Когда я об этом рассказал одной женщине,
Она долго хохотала, не подозревая,
Что в эту ночь ей приснится
Мой клетчатый шарф.
3
Он считал, что единственная профессия,
Которую позволительно иметь всякой женщине,
Это — стенография. Он был убежден,
Что все великие пианисты, каких мы знаем,
Начинали со стенографии.

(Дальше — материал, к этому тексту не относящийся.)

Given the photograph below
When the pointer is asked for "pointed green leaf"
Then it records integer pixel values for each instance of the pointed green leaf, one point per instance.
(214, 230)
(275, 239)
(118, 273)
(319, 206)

Он в это верил,
И с ним нельзя было спорить,
Потому что если б он узнал, что это — не так,
Он бросил бы свою жену,
Женщину положительную и, кажется, умную,
Владеющую в совершенстве искусством стенографии.
1939
МОНОЛОГ СТАРОГО АКТЕРА
Я представлял Отелло в провинциальном театре,
И местные жители, которым было все в диковинку,
Вплоть до желтой рампы, сходили с ума
от моей игры.
78
Возможно, это было искренно.
Но мне больше нравился
Бюст той женщины, которая
от имени местных театралов
Принесла мне на сцену цветы.
Я уже тогда знал, что умею нравиться
полным женщинам,
И вел себя вызывающе, а женщины любят грубость.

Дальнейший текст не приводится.